Typed this up at Programmers.SE first, but imagine this may be better suited to here - purely because it's not asking for a advice regarding a specific technical issue. Feel free to vote to move though!
I'm currently working on a project using the "Spree" e-commerce platform for Ruby on Rails. It's been a complete joy to configure and to work with. The joy stopped there though.
I'm trying to develop a completely custom interface - one that bears no similarity at all with the default configuration. Now the Spree documentation suggests I have only two options:
deface
overrides. Everywhere. Seemingly to override other overrides.Naturally, for such a dramatic change in style using deface is a complete nightmare; Deface
does not look like an acceptable way to be expected to re-write a complete UI in; nor does it seem very efficient. So I opted to completely rebuild the views.
Then the realisation hits that there are around 8 plugins all relying on deface overrides, with the view files hardcoded and the target selectors often being 'flakey' (at best).
Apart from the very minimal documentation on the spree website, all I can find are slideshows from various conferences, which - without the context of the talk are actually of minimal use. They all seem to focus on using deface overrides for largely simplistic changes, and the more recent ones appear to be over a year old.
Am I missing something? Does anyone know of the best practice for performing something like this? Where I should actually be looking?

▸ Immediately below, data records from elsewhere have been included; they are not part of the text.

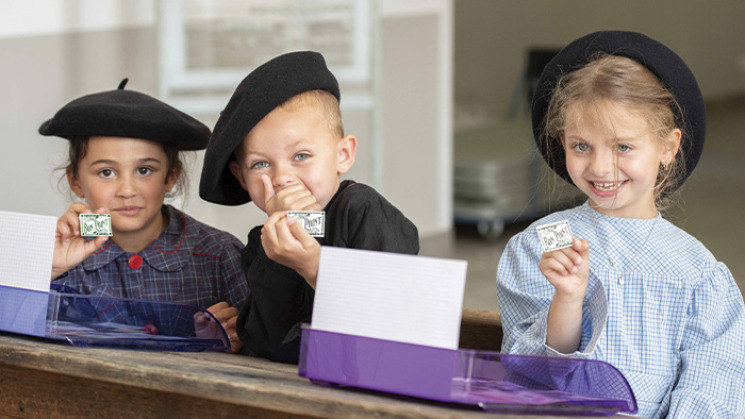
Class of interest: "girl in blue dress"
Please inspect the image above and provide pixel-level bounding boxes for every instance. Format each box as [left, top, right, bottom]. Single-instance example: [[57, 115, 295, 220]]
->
[[497, 31, 745, 418], [39, 80, 248, 352]]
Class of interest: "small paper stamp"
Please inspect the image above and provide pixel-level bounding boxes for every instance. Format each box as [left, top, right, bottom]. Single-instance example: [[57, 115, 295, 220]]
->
[[287, 211, 326, 237], [79, 214, 112, 237], [536, 220, 573, 252]]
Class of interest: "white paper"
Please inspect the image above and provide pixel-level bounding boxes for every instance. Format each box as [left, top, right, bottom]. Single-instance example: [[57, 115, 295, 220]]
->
[[312, 247, 467, 349], [0, 211, 57, 336], [0, 211, 57, 292]]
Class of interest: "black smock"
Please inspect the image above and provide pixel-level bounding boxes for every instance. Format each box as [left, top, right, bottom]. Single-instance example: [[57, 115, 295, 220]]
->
[[236, 180, 419, 363]]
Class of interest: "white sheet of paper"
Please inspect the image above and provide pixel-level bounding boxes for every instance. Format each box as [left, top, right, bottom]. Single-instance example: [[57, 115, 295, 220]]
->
[[0, 211, 57, 336], [311, 246, 467, 349]]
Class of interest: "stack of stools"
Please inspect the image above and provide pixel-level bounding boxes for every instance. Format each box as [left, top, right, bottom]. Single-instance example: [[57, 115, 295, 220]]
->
[[453, 119, 581, 239]]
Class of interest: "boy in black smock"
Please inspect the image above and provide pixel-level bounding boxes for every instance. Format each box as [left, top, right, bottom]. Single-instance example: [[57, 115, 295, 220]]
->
[[199, 51, 419, 363]]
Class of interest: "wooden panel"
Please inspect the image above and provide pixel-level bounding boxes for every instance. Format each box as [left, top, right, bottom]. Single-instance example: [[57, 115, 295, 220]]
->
[[459, 308, 502, 351]]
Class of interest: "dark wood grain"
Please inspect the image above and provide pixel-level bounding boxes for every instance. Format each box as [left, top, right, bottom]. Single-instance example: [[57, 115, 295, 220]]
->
[[0, 310, 628, 419]]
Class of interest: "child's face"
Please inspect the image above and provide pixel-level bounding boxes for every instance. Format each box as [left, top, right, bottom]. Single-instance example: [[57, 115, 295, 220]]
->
[[230, 104, 357, 212], [562, 102, 680, 218], [67, 137, 178, 240]]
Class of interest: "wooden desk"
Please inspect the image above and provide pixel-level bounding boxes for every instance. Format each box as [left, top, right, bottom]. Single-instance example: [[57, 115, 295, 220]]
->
[[0, 313, 628, 419]]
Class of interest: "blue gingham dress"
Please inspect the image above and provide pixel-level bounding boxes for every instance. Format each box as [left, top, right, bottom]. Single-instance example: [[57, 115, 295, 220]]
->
[[497, 203, 745, 418]]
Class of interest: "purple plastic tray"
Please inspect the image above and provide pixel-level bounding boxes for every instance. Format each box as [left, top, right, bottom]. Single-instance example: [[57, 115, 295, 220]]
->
[[299, 328, 637, 416]]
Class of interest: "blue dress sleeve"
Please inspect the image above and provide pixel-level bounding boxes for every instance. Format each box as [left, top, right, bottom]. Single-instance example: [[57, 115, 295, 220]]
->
[[497, 229, 608, 358], [668, 262, 745, 418]]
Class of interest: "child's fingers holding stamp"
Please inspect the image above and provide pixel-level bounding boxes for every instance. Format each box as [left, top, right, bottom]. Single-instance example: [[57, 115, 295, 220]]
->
[[287, 211, 326, 237], [79, 214, 113, 237], [536, 220, 574, 252]]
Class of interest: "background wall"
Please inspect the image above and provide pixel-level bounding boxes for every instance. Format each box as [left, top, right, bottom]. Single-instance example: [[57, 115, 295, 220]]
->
[[0, 0, 745, 246], [0, 0, 452, 241], [454, 0, 745, 118]]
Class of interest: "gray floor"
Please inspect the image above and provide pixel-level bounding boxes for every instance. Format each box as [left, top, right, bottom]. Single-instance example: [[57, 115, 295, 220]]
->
[[420, 98, 745, 310]]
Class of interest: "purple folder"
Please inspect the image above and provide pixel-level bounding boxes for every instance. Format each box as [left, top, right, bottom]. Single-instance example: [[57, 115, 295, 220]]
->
[[299, 328, 637, 416]]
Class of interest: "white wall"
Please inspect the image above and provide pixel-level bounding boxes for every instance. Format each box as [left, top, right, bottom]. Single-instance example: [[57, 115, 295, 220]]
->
[[454, 0, 745, 118], [0, 0, 452, 241]]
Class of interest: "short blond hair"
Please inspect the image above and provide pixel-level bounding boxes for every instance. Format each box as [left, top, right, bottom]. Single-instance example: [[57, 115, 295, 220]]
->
[[280, 89, 344, 138]]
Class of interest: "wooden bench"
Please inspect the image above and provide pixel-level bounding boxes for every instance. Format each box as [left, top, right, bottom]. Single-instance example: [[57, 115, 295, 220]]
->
[[459, 308, 502, 351]]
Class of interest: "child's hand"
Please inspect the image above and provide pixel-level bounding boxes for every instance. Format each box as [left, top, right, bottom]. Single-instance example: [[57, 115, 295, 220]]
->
[[261, 175, 323, 215], [261, 211, 321, 289], [52, 203, 109, 280], [538, 239, 590, 301], [194, 301, 243, 354]]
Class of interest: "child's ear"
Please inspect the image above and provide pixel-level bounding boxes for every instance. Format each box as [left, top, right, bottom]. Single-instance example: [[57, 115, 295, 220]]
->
[[336, 134, 357, 175], [166, 167, 181, 192], [65, 167, 85, 198], [228, 160, 248, 192], [661, 128, 683, 165]]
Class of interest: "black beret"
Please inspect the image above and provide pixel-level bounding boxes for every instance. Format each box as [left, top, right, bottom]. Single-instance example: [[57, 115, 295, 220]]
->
[[39, 79, 210, 150], [199, 51, 339, 205], [532, 31, 706, 188]]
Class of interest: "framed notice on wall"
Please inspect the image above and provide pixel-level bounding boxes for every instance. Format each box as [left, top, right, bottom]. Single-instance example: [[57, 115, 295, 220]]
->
[[158, 0, 374, 114]]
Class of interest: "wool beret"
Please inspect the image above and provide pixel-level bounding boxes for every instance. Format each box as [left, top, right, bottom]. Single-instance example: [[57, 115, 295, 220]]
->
[[531, 31, 706, 188], [199, 51, 339, 205], [39, 79, 210, 150]]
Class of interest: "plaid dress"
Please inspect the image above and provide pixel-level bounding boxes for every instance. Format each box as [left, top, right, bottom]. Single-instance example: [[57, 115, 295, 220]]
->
[[55, 205, 248, 316], [497, 203, 745, 418]]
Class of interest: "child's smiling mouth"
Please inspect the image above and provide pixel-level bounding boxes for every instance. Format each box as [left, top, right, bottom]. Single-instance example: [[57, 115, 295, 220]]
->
[[114, 206, 140, 216], [590, 180, 626, 192]]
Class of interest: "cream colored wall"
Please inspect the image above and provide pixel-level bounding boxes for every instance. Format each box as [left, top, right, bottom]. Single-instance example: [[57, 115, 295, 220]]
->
[[0, 0, 451, 241], [454, 0, 745, 118]]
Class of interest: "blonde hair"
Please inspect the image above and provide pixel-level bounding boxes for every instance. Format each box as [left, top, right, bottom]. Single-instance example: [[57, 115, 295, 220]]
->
[[230, 89, 344, 161], [542, 53, 687, 209], [280, 89, 344, 138]]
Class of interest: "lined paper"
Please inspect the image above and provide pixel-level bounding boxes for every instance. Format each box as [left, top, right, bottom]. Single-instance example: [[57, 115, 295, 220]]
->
[[0, 211, 57, 336], [312, 247, 467, 349]]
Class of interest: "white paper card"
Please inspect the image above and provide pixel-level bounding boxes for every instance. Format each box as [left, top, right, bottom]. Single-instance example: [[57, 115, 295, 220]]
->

I have gone through the same problem and as you suggested, when there are lot of plugins using deface, it is better to use deface rather than overriding the entire view. It took some time to learn the fact that mecca of spree and the guide apart from documentation is the github sourcecode for spree. Anything missing in the documentation is present here.
If you want to override a view, there are two ways:
1) You want to override it completely using a new view. In such case, I would recommend not to change its existing structure used in the present source code and add your new changes. This way you are still making the data hooks available to other plugins depending on deface which depends on your view's html code structure and tags.
2) Using Deface. TO get started with Deface is a bit if a nightmare as there aren't sufficient documentations. The best way to get started using Deface is github.
The most important utility to test your new view code after Deface has replaced is to use rake tasks.
To see the elements selected with a tag use:
rake deface:test_selector['spree/address/_form','p']
- This shows all elements using p in the corresponding view partial.
To see the original partial use:
rake deface:get_result[shared/_head]
These are mentioned at deface's github but these come very handy, hence emphasizing.